Will You Search Your Reason for Saying No?

I'm not even sure where to begin on all the things mumble jumbled around in my brain regarding adoption, orphans, Christians, and the local church. My last post talked about how caring for orphans doesn't mean that every single Christian family is supposed to adopt. However, I truly believe that not nearly enough Christian families wholeheartedly consider adoption. I fear that when people hear "not all Christian families are supposed to adopt" they might breathe a deep sigh of relief possibly thinking, "Phew, we are totally in that category," and orphans, children who are on God's heart, whom He called us to care for, are put out of one's mind, and essentially forgotten until the next orphan Sunday when church mentions it, or until that crazy family that is all gung-ho adoption talks about it again, or writes about it on their blog.
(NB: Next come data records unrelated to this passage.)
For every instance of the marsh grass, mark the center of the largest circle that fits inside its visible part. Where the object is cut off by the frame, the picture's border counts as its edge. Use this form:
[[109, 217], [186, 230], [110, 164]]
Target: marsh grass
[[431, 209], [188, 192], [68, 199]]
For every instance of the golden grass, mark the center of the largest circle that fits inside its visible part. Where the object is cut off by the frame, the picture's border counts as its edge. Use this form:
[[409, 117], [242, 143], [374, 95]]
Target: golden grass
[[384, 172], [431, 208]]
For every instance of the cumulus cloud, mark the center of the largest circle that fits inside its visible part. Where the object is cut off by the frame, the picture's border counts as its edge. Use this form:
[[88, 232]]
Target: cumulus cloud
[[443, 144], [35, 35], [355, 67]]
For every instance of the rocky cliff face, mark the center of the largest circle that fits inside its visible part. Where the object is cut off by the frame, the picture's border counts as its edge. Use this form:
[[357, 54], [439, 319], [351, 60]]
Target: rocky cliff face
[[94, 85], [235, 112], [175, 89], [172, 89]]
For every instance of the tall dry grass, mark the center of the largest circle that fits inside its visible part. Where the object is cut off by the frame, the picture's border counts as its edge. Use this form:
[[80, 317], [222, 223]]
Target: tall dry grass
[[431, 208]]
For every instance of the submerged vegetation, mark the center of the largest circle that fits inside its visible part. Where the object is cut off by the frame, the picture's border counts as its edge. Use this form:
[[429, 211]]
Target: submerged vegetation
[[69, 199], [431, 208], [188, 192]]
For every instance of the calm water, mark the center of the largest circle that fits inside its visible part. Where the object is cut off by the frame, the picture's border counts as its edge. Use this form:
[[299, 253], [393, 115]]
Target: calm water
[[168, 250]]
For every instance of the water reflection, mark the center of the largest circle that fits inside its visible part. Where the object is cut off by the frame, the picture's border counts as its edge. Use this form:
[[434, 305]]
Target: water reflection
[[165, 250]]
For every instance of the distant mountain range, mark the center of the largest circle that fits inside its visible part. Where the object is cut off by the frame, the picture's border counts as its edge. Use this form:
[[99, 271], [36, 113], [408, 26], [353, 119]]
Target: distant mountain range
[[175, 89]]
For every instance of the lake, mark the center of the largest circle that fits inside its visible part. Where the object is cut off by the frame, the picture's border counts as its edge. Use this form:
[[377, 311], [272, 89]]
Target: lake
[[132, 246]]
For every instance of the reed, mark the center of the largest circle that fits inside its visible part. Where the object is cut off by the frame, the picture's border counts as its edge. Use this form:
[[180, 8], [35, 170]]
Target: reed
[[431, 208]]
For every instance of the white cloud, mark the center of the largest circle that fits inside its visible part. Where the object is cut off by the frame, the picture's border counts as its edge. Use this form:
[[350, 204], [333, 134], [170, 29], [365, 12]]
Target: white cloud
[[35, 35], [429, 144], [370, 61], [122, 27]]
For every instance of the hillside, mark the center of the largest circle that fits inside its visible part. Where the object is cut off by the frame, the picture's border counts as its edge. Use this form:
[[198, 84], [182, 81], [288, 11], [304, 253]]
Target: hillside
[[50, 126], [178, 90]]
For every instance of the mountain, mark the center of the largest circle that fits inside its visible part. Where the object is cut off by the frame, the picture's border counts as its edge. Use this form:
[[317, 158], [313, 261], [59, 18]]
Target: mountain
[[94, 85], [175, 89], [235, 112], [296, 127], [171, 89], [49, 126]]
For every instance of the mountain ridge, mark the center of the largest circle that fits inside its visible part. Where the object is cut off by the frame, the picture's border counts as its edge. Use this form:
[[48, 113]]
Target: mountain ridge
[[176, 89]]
I admit, I get slightly anxious about being so boisterous and forward about such issues because these kinds of issues- orphans, children without Moms, Dads, and families, can make people feel uncomfortable. And sometimes when people get uncomfortable, they get mad. This is a slightly scary place for me to be, seeing as though I'm a recovering people pleaser! But nonetheless, I believe God wants someone to advocate for the least of these, for those who society has cast aside, for those who are fatherless, and have no means to experience the love of a family, or even worse, never get taught the love of Jesus. 
 Entoto, Ethiopia (by: Tiffany Darling)

My friend Tiffany, who never thought adoption would be part of her life, has added two children into her home through the beauty of adoption- one being a special needs toddler and the other, a teenage boy who was living on the streets in Ethiopia. She writes this about advocating for orphans this month. 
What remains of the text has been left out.